Schools should think twice before banning chocolate milk: study

WASHINGTON, April 17, 2014 – A new study suggests that schools that ban chocolate milk for health reasons may be inviting some unintended – and negative – consequences.

Researchers from the Cornell Center for Behavioral Economics in Child Nutrition Programs looked at what happened at 11 elementary schools in Oregon after chocolate milk was banned from cafeterias and replaced with skim milk. Chocolate milk accounts for more than 60 percent of the milk available in schools. The results?

Total milk sales fell 10 percent, indicating that many students substituted white for chocolate milk, the researchers found. And even though more students were taking white milk, they wasted 29 percent more than before.

“Nutritionally, after the milk substitution, students on average consumed less sugar and fewer calories, but also consumed less protein and calcium,” the research team said in a news release. “Additionally, the ban may have been a factor in a 7 percent decrease in participation in the school district’s lunch program.”

Nicole Zammit, former assistance director of nutrition services at the Eugene School District, said she wasn’t surprised that banning chocolate milk had negative consequences.

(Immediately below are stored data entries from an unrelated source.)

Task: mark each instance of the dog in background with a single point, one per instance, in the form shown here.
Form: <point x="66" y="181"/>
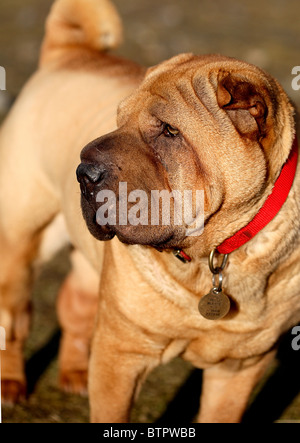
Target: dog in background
<point x="207" y="123"/>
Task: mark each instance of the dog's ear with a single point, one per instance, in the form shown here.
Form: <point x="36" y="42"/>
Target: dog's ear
<point x="244" y="103"/>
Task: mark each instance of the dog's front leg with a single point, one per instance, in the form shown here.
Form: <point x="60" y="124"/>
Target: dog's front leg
<point x="119" y="363"/>
<point x="227" y="388"/>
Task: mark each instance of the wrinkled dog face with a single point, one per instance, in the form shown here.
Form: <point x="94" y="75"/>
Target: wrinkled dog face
<point x="209" y="124"/>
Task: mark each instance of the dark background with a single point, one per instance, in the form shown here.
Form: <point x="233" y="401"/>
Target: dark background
<point x="266" y="33"/>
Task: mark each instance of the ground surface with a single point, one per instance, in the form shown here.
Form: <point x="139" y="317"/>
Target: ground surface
<point x="266" y="33"/>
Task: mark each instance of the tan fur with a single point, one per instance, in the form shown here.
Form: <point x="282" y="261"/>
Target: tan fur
<point x="148" y="300"/>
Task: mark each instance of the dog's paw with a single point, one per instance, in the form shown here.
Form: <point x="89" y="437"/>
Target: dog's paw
<point x="12" y="392"/>
<point x="74" y="382"/>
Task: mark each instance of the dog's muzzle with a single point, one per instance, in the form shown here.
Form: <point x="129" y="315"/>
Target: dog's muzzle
<point x="90" y="177"/>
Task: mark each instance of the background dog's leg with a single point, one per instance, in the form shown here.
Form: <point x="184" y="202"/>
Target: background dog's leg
<point x="27" y="206"/>
<point x="16" y="278"/>
<point x="77" y="307"/>
<point x="227" y="387"/>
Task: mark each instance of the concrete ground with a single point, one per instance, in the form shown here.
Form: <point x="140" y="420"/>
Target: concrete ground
<point x="265" y="33"/>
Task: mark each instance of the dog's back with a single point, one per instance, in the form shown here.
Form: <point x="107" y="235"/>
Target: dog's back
<point x="87" y="24"/>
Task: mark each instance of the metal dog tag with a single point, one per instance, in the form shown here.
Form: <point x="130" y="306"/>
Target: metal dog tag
<point x="214" y="305"/>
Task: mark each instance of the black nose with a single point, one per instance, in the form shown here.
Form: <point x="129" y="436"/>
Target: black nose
<point x="88" y="176"/>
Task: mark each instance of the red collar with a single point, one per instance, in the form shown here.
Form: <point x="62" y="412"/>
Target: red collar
<point x="269" y="210"/>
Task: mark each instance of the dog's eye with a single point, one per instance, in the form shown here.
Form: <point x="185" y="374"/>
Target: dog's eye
<point x="169" y="131"/>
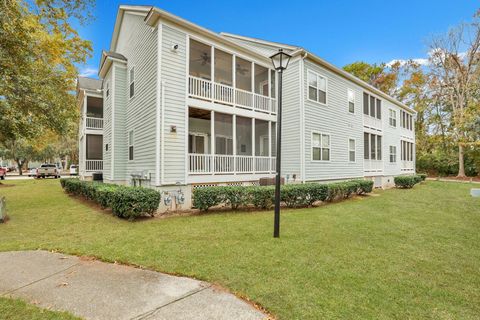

“Given that the role of the federal school meal program is to provide nutritious meals to students who may otherwise have no access to healthy foods,  I wouldn’t recommend banning flavored milk unless you have a comprehensive plan in place to compensate for the lost nutrients when kids stop drinking milk altogether,” she told the Cornell team.

Brian Wansink, one of the study’s authors and director of the Cornell Food and Brand Lab, said schools should try other methods of encouraging white milk consumption without resorting to bans on flavored milk.

“Make white milk appear more convenient and more normal to select,” he said. “Put the white milk in the front of the cooler and make sure that at least a third to a half of all the milk is white."

The study, by Wansink along with Andrew Hanks and David Just, was the subject of an article in the peer-reviewed on-line journal PLOS one, published by the Public Library of Science.